5 thoughts on “Correcting Pretentious Pronouns”

  1. The OP shamefully neglects the additional fun involved with languages that have distinct but homonymic and/or formal pronouns, not to mention grammatical-gender identifiers. Trying to figure out whether a dialect-laden German speaker from the depths of Schleswig-Holstein is referring to a third-person plural (before worrying about gender!) or the formal mode get even more fun when there’s overlap with the akkusitiv (English direct object) and dubiously-gendered nouns involved (one would use different pronouns for dogs and cats… regardless of the “sex” involved if not named). Of course, trying to figure out anything from a dialect-laden German speaker from the depths of Schleswig-Holstein is pretty challenging in itself.

    • one would use different pronouns for dogs and cats… regardless of the “sex” involved if not named

      I think this is the part where I would tap out if I had to learn this language. Then there’s Mark Twain’s famous essay about learning German, which I had hoped was an exaggeration, until you said the part I quoted just now. The anecdote about the fishwife and the tomcat is a thing to behold. And to think I was annoyed in French class that there was no rhyme or reason to which words were male and which ones were female. You would hope it was something simple, like “words that end in a vowel are female, and words that end in a consonant are male,”*** but nope. You just have to memorize. As if one has nothing else better to do with one’s memory banks!

      ***In kindergarten, they showed us educational videos about the adventures of the letters of the alphabet.

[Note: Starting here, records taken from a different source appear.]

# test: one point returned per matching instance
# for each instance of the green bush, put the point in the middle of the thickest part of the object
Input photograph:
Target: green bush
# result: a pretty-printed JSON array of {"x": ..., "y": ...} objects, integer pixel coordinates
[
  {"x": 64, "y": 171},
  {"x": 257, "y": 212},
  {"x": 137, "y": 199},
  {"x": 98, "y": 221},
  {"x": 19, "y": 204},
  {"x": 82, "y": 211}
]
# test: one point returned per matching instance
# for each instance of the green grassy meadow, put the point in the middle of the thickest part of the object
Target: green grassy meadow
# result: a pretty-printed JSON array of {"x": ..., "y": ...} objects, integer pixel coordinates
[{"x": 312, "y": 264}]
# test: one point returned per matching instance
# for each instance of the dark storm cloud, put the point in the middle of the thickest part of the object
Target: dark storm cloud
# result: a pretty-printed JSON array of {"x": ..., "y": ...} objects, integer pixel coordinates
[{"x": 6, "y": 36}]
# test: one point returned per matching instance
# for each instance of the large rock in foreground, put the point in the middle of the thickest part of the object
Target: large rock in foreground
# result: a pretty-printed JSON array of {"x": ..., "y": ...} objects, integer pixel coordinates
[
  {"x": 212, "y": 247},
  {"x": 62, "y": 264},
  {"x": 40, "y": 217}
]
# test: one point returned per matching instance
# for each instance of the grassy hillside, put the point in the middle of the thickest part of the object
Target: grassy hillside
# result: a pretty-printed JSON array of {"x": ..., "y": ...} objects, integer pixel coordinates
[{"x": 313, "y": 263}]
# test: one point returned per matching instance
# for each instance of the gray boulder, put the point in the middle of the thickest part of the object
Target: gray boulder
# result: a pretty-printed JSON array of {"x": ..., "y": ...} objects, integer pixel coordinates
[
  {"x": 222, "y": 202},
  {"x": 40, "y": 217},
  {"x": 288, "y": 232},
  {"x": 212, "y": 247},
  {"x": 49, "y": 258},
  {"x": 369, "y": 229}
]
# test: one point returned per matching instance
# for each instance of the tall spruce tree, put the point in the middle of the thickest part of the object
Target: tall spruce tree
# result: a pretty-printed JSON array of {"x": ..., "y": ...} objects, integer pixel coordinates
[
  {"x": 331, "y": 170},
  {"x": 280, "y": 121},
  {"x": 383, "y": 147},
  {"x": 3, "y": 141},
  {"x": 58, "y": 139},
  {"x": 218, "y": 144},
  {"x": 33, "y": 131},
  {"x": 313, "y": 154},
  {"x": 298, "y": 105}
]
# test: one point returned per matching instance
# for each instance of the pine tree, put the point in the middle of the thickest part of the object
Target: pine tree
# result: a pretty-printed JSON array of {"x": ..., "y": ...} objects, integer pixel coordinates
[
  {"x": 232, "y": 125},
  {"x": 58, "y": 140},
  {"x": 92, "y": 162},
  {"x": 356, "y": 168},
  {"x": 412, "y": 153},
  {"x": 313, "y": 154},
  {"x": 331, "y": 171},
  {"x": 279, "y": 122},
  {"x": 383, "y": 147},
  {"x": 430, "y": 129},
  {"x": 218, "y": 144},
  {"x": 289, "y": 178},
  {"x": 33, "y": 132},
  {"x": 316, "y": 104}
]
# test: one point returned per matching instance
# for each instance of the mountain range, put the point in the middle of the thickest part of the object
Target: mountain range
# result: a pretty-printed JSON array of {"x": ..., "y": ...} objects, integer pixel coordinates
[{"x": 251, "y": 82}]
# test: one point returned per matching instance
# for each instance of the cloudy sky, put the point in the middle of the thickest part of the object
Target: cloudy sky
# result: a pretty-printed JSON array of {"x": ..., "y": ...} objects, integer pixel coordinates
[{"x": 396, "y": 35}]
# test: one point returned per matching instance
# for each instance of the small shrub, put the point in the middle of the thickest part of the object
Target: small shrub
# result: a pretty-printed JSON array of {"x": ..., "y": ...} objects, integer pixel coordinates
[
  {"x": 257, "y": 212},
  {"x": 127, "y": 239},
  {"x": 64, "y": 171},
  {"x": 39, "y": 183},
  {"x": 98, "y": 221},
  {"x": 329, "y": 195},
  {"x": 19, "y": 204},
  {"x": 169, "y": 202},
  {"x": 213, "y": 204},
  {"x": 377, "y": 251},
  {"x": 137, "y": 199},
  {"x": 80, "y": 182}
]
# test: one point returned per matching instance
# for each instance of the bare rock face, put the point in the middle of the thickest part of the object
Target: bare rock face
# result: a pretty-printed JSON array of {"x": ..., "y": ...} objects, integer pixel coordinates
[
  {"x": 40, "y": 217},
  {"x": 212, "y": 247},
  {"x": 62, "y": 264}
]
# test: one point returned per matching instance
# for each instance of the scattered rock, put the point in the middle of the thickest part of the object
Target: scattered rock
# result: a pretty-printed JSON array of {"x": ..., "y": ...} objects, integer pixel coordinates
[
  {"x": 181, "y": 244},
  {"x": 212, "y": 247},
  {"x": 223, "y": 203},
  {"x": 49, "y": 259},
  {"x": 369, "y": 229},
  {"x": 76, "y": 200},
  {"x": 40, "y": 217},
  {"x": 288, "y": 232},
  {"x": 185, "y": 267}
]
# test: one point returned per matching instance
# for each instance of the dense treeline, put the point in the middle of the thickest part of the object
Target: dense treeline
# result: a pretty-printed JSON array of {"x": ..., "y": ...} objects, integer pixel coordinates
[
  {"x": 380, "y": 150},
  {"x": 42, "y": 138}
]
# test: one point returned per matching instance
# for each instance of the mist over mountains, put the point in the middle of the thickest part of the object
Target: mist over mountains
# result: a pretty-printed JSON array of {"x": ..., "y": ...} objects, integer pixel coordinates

All of the letters got around on roller skates, and could talk. The important thing here is that the consonants were boys, and the vowels were girls.

      • On the other hand, at least German spelling is logical and phonetic. English — not so much (“seasoned his rarebit with Worcester sauce overlooking Leicester square”). French — logic? Where? They just continue adding letters at the end of the word, after the last voiced element, at semirandom until they get bored.

  2. People who don’t realize they’re saying that they want to go with I to the store drive me crazy, especially since Miss Manners won’t let me correct other adults, or other people’s children.

    I must say, though, that the OP took a very large time to say it.